Unverhofft zum Winzer
Ebenso wie bei Stirbey gilt auch bei der Familie von Degenfeld im ungarischen Tokaj das Motto „Adel verpflichtet“. Auch das Weingut des Pioniers Graf Imre Degenfeld, 1857 Gründungsmitglied des Weinbauverbandes von Tokaj-Hegyalja, wurde nach dem Zweiten Weltkrieg von den Kommunisten enteignet. 1994 ersteigerten Marie Gräfin Degenfeld und ihr Mann Dr. Thomas Lindner einen Teil des alten Besitzes zurück. Zwar hatte sich die Familie Degenfeld in den vergangenen Jahrzehnten längst in Deutschland eine neue Existenz aufgebaut – aber die emotionale Verbundenheit mit Ungarn war geblieben. Zum Weingut Gróf Degenfeld gehören heute 100 Hektar bester Tokaj-Lagen sowie ein komfortables Hotel. Und auch wenn Marie Gräfin Degenfeld den Weinausbau lieber ihrem ungarischen Kellermeister überlässt, so ist sie doch im In- und Ausland die beste Botschafterin für die feinen Tropfen der Familie aus Tokaj. Auf der ProWein gehört sie seit vielen Jahren zum vertrauten Bild.
Dass man manchmal ganz unverhofft zum Winzer werden kann, hat unterdessen im gleichfalls zu Ungarn gehören Rotwein-Mekka Szekszárd der 44jährige Markus Schieber erfahren. Mit einem Abschluss der Uni Hohenheim für Agrarwirtschaft ausgestattet, zog es ihn 1997 in die Donauebene südlich von Budapest, wo er heute mehr als 4.000 Hektar Land beackert. Vor drei Jahren kauften Markus Schieber und seine ungarische Ehefrau Anita, eine studierte Juristin, ein 30 Hektar großes Weingut in Szekszárd, das sie seither mit viel Elan neu strukturieren.

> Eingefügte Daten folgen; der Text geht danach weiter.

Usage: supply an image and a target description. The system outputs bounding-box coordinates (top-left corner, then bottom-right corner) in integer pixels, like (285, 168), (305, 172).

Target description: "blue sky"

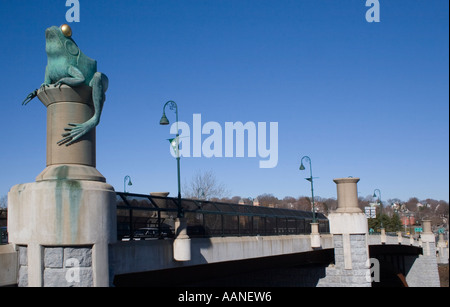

(0, 0), (449, 205)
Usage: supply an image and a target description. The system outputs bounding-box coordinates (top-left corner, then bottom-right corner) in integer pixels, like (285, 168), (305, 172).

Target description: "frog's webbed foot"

(22, 90), (38, 106)
(57, 118), (96, 146)
(22, 83), (49, 106)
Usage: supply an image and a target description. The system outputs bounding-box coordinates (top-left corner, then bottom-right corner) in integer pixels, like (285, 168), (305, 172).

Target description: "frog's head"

(45, 24), (80, 57)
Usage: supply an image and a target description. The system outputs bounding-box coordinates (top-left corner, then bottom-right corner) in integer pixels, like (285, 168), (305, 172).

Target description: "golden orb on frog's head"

(60, 24), (72, 37)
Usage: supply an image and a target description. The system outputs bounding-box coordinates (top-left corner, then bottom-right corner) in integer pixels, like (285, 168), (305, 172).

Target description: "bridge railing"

(116, 192), (329, 240)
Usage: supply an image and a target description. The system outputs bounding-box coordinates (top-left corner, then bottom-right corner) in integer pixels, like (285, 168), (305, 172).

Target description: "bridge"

(0, 178), (442, 287)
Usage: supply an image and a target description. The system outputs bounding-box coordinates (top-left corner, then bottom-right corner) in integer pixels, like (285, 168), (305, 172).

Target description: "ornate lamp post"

(372, 189), (384, 228)
(123, 175), (133, 193)
(300, 156), (317, 223)
(159, 100), (184, 217)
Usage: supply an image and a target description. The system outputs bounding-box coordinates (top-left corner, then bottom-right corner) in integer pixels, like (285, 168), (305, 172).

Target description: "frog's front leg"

(58, 72), (108, 146)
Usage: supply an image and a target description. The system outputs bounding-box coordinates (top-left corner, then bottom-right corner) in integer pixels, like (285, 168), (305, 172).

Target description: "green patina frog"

(22, 25), (108, 146)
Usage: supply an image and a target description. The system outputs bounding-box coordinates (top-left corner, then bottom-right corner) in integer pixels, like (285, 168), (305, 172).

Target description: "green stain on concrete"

(55, 165), (83, 243)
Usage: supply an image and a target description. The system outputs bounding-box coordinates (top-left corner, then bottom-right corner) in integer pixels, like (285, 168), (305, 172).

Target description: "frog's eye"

(60, 24), (72, 37)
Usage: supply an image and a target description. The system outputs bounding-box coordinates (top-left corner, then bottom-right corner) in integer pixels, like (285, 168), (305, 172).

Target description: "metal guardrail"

(116, 192), (329, 240)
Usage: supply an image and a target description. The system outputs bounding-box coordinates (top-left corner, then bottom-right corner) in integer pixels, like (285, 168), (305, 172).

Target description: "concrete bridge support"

(318, 178), (371, 287)
(406, 220), (440, 287)
(8, 85), (117, 287)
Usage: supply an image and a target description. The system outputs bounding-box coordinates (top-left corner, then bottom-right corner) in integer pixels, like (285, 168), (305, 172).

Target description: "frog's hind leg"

(89, 72), (109, 110)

Auch Jürgen Wagner, Diplom-Önologe mit Geisenheim-Abschluss, hat sich 1999 auf ein Abenteuer eingelassen – nur dass seines im katalanischen Priorato begann. Die Genossenschaft Celler de Capçanes mit ihren 200 Hektar Flächen im steinigen, schwer zugänglichen Bergland bei Tarragona, hatte gerade mit ihrem ersten koscheren „Flor de Primavera“ weltweit für Furore gesorgt. Und seitdem schreibt der gebürtige Heidelberger an einer Erfolgsgeschichte mit, die es bis ins „Wall Street Journal“ geschafft hat. In Capçanes, das zum Anbaugebiet Montsant gehört, werden aus bis zu 100 Jahre alten Garnacha-Stöcken Weine erzeugt, die in Sterne-Restaurants von Bensberg über Paris, New York, San Francisco und Montreal bis hin nach Tokio, Shanghai oder Bangkok auf der Karte stehen. Zum Rebsortenspektrum von Capçanes gehören auch Cariñena und Samsó, sowie etwas Cabernet Sauvignon, Merlot, Syrah und Tempranillo. „Capçanes ist mein Baby“, sagt der 42jährige stolz. Damit dieses weiter kräftig wächst und gedeiht, ist Wagner mehr als drei Monate im Jahr weltweit unterwegs auf Promotion-Tour, während sein Kollege Angel Teixido sich auch in dieser Zeit um die Weine im Keller kümmert. Zu den Fixterminen im Kalender von Jürgen Wagner zählt freilich einer jedes Jahr Ende März in Düsseldorf: die ProWein als inzwischen weltweit wichtigste Weinhandelsmesse.